PuTTY is a free and open source terminal emulator that supports many network protocols, such as SCP, SSH, SFTP, Telnet and rlogin. It also has support for making raw socket connections. It was originally developed specifically for Windows, to provide the operating system with terminal emulation tools comparable to what was available on Unix-like operating systems, but it has since been ported to other operating systems as well.

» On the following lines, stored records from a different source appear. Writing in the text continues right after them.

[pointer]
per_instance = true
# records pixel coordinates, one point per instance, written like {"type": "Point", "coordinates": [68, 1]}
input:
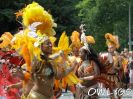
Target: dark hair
{"type": "Point", "coordinates": [92, 56]}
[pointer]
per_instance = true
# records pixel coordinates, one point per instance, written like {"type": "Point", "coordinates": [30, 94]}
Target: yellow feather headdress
{"type": "Point", "coordinates": [38, 27]}
{"type": "Point", "coordinates": [75, 40]}
{"type": "Point", "coordinates": [112, 40]}
{"type": "Point", "coordinates": [36, 13]}
{"type": "Point", "coordinates": [6, 39]}
{"type": "Point", "coordinates": [90, 39]}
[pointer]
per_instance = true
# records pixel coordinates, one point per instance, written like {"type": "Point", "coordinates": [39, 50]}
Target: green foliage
{"type": "Point", "coordinates": [105, 16]}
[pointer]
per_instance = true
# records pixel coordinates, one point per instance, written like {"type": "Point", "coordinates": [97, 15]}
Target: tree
{"type": "Point", "coordinates": [105, 16]}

- Support for just about every networking protocol in existence, including SCP, SSH, Telnet, SCP and STFP
- Has the ability to generate keys for use within in secure protocols such as SSH
- Makes managing a Linux machine from Windows as easy as possible
- Completely free to use
- Provides almost everything a system administrator would need when managing a remote site
- Fast, reliable and very configurable
- The sheer amount of configuration options can be overwhelming for some
- There is no support for scripting a session or for writing a macro
- There has been no official release, even after 20 years of existence
What do you do if you use Microsoft Windows and need to access a remote Linux system? For years, if you asked this question on just about any technical forum on the Internet, the answer would be simple: you install PuTTY. In fact, you had to install either PuTTY or something that was clearly a clone of PuTTY, as Windows does not include any native tools to do the things PuTTY does. PuTTY is actually a combination of several useful programs. These include the PuTTY terminal emulator, an SCP client called PSCP, a SFTP client called PSFTP, a telnet-only client called PuTTYtel, an SSH authentication agent called Pageant, a key generation utility called PuTTYgen, and a standalone terminal emulator called pterm. PuTTY is really a must have tool for anyone involved in computer systems administration. It is fast, reliable, and you cannot beat its price. It is also very configurable. That does not mean that it has no faults. Because it is so configurable, the sheer number of configuration options can be overwhelming to some. It also has no support for scripting a session or for writing a macro. Finally, even though the software has been around for 20 years, they still have not had an official release.